Furthermore, where the effective control of the corporation has been taken over by a bank such as in the case under appeal, without the bank being requested or invited to do so by the directors, and where the decisions as to what cheques will or will not be issued without consultation with the Board of Directors, are exclusively those of the bank, then from that time the actions of the corporation regarding the payment or withholding of monies are essentially those of the bank and I would be prepared to hold that, even without considering subsection 227.1(3), there would be no liability on the directors under subsection 227.1(1) because the latter obviously contemplates that the corporation is freely acting through its Board of Directors. The exercise of freedom of choice on the part of the director is essential in order to establish personal liability.

[34] Similarly, in Champeval et al. v. M.N.R., 90 DTC 1285 (T.C.C.), per Couture C.J.T.C. and Worrell et al. v. The Queen, 98 DTC 1783 (T.C.C.), per McArthur J.T.C.C. the Court held that in cases where the bank, and not the directors, had the ultimate authority to decide which cheques to pay, the Appellants had no freedom of choice in the matter and could not be held liable for the company's failure to remit.

CONCLUSION

[35] The Appellants Lawrence Boyd and Joseph Boudreau did not have the freedom of choice to remit the GST to the Receiver General from B & B as B & B's funds were under the strict control by the Bank.

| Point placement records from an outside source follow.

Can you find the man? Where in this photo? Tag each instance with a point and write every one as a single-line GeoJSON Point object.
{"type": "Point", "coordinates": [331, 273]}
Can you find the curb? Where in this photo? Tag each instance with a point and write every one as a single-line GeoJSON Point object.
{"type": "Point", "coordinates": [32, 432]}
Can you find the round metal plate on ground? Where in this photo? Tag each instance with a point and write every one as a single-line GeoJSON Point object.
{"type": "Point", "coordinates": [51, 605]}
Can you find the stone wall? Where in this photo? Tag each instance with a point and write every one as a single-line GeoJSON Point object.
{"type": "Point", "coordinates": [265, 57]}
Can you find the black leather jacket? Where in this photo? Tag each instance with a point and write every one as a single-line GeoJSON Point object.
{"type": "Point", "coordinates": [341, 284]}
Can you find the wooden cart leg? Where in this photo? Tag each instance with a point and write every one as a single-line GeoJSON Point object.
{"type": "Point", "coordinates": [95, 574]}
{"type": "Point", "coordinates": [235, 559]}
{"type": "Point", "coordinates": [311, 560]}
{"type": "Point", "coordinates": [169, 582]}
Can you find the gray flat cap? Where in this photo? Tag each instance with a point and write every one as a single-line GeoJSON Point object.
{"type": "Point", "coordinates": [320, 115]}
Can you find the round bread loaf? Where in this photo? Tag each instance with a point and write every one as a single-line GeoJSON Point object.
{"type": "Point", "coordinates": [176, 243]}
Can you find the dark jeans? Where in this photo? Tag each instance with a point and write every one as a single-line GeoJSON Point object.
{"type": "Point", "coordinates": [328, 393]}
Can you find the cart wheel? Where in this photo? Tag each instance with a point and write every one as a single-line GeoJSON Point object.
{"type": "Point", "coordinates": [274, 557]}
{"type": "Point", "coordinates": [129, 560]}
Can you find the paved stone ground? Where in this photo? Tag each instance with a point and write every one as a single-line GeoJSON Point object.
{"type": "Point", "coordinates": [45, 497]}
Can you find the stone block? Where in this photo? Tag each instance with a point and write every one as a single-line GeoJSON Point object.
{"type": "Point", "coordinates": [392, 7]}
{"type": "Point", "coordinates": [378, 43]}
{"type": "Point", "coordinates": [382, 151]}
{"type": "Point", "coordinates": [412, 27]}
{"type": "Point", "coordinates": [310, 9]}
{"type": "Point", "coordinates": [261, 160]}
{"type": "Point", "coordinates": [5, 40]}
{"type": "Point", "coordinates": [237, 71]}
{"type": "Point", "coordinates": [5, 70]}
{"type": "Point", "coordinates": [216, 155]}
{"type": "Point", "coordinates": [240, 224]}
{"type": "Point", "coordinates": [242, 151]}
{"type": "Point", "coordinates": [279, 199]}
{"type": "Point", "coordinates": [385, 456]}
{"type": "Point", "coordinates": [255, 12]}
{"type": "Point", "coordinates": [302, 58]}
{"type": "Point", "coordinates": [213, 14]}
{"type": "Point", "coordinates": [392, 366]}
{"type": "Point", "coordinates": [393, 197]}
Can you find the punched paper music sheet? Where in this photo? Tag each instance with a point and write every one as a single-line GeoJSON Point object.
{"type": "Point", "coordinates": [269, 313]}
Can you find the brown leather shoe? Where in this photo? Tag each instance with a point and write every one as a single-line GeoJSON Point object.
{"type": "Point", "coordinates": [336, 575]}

[36] The Appellants Lawrence Boyd and Joseph Boudreau tried to resolve the GST difficulty after the Bank refused to allow B & B to issue cheques by working through a proposal in bankruptcy during the period of January to April 1993. They also, at the end, tried to issue a cheque in April 1993 to satisfy the liability. Lastly, they believed when bankruptcy did happen that that proceeding would result in satisfaction of the GST claim. I therefore conclude directors Lawrence Boyd and Joseph Boudreau, to the degree they could, beyond the strictures of the Bank's control, did exercise due diligence.

[37] The Appellant Barbara Boudreau the wife of Joseph Boudreau was an outside passive director, was not aware of the problem. Her function as director in terms of Joseph Boudreau was solely to receive income that would in effect be a means to reduce his income. She was purposely removed from the problems of B & B and was mislead by omission as to the financial status of B & B. When she did find out about the inability to meet the financial obligations (January 1993) there was no protective action she could take. At that point B & B was in a proposal under the insolvency laws.

DECISION

[38] The appeals are allowed and the assessments are vacated.

Signed at Ottawa, Canada, this 29th day of January 1999.

"D. Hamlyn"

J.T.C.C.



[1]               In Soper, Linden J.A. concurred with the reasons of Robertson J.A. Marceau J.A. wrote a separate concurring judgment.

[2]                In Drover v. The Queen, 98 DTC 6378 (F.C.A.) at page 6379, per Robertson J.A., the Court said of Soper that "[t]herein the relevant principles concerning director's liability and the due diligence defence are set out".